In all, writing Wash took nearly 10 years, which at first convinced Wrinkle something had gone terribly awry. But she now considers the timing of its release to be about as good as she could have hoped for, with movies like 12 Years a Slave and Django Unchained helping to pave the way for slavery as a topic the public is newly interested in exploring.

“People have become more ready to hear those stories, which is a miracle as far as I’m concerned. And overdue,” she says. “I feel it’s almost a luxury to opt out of the hearing and knowing what actually happened…I hear people talking about 12 Years a Slave and how horrible the violence is, and I feel like, well, how did you think they got so many people to do so much that they didn’t want to do? Unless we understand the reality of the violence, then we make dangerous assumptions about what was going on during slavery, including delusions that there wasn’t much resistance.”

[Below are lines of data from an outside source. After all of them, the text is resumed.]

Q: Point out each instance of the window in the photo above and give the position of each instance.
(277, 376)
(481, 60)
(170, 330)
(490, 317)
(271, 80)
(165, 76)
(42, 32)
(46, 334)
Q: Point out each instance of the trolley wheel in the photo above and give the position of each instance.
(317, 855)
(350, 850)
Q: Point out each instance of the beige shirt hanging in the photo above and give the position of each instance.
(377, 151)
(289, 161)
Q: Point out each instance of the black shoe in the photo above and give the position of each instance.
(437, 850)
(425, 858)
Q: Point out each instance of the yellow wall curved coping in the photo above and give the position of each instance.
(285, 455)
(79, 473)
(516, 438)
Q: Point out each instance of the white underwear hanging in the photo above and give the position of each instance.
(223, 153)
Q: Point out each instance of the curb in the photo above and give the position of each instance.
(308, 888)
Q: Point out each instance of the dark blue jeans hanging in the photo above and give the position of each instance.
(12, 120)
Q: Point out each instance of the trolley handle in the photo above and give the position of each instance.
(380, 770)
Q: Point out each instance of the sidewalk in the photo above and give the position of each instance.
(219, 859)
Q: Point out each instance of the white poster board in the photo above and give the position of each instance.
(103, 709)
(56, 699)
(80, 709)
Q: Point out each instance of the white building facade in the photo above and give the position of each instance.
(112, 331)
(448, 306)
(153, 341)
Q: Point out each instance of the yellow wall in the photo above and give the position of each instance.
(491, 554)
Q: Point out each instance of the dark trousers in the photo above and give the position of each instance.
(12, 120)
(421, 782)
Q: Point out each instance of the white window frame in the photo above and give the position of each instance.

Ultimately, she hopes that people will understand that the story of slavery belongs to all of us, whether we like it or not. “When I tried to move away from home and act like I wasn’t a Southerner and didn’t have slaveholding ancestors, I was sort of uprooted and disconnected,” she says. “For me, at least, dealing with the legacy, as difficult as it is, has given me a sense of being grounded and rooted finally in my story, for better or worse. It’s freeing for me.

“It’s very heartening that the book has been so well received,” she adds, “but then again, it doesn’t feel like it’s about me at all. It’s about the characters and the fact that after all this time, people resonate with their experiences. I find that very moving.”